Why Increased Self-Service Can Be Good for Agents
We're all starting to rely more on non-agent-assisted channels when we have a product or service problem. Forrester data increasingly shows this, and anecdotal conversations with our clients support it. We use Web self-service, and we use voice self-service; we use virtual agents, and we use peer-to-peer support in customer communities. To be fair, we continue to be more satisfied with the experience of speaking to contact center agents than we are with self-service, yet we continue to move toward agentless interactions. We see them as more convenient and involving less social friction.
What’s quirky about this trend is that it has a completely counterintuitive effect: Our increasing preference for self-service means brands need to invest more—not less—in their agents. That’s right—the more customers don’t want to talk to you, the more you need to focus on the moments when they do talk to you. The reasons for this are twofold.

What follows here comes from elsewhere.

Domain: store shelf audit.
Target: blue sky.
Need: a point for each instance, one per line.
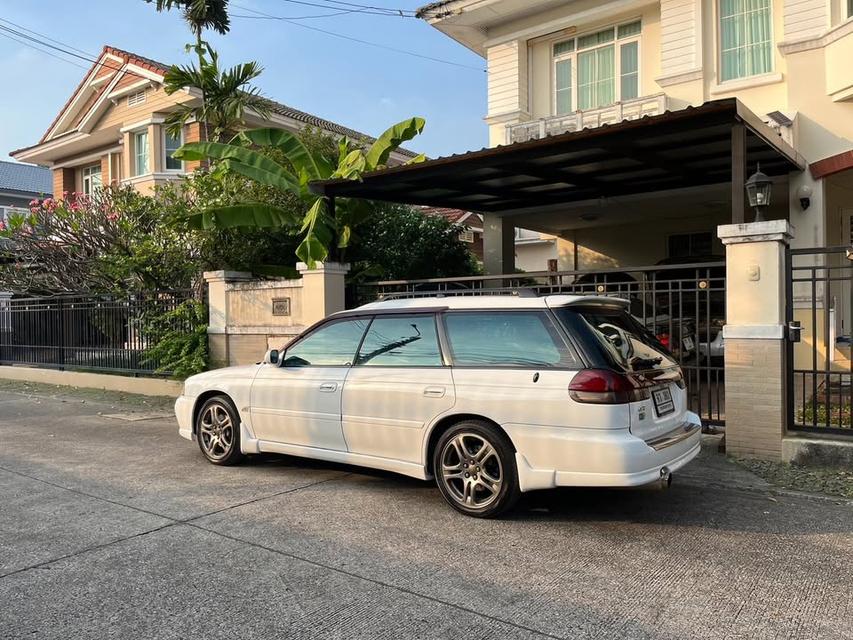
(359, 86)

First, agents today deal with more complex issues. The non-agent interactions that customers have tend to center on the simpler things. How do I change my password? Where is the nearest store location? How do I arrange a return? This means that the simpler problems are taken out of the customer service funnel at the top; all that’s left for your agents are the tougher issues and edge cases that self-service cannot handle.
Second, agents today start most interactions three steps behind. Because a customer tried to self-serve and failed, he is already frustrated when the agent arrives on the scene. The poor agent has done nothing but say “hello” and is immediately greeted with exasperation. And then that agent needs to solve a complex problem for an increasingly irritated customer. Doesn’t seem fair, does it?
All of this leads back to the idea that you need to invest more in your agents; you may even need to rethink your ideas about who and how to recruit, hire, and train. Here are two approaches:
• Pay agents more. This radical idea seems to have little traction, but try raising the base pay of your agents by $3 per hour and see the impact it has on customer experience metrics. The higher pay will allow you to expand the pool from which you draw your customer service staff. It also allows you to be more discerning in selecting the ones who will handle the more intricate service requests with aplomb.
• Focus on the tools you provide agents with. In a Forrester survey of global information workers who work in customer service, we found that those who were happier with the technology on hand were more likely to be happy in their job. Additionally, they were more likely to recommend their company as a good employer. That latter piece of data is critical. People tend to be friends with people like themselves—they come from similar socioeconomic backgrounds and have similar levels of education. When your best agents are happy with the tools you give them, they’ll act as a promoter for your company as a great place to work. The people they know are likely the type of people you want in your contact centers because they are similar to those high-performing agents. In fact, think of this as a way to clone your best performers.
So what types of technologies make agents happy? Tools that empower them to do the tasks at hand and don’t make them feel like they are constantly fighting the system. To deal with complex support, process-guidance tools can lead agents through the service process step-by-step. Process simplification aims to break complex processes down into discrete steps, and provides help for agents at each step, especially important for infrequently accessed processes. Predictive tools understand real-time text or real-time speech and interject recommendations based on this real-time dialogue. Finally, because contact center agents tend to be younger than typical enterprise employees, providing a consumer feel to technology becomes even more critical to making the agents successful. And successful, happy agents will lead to happier customers.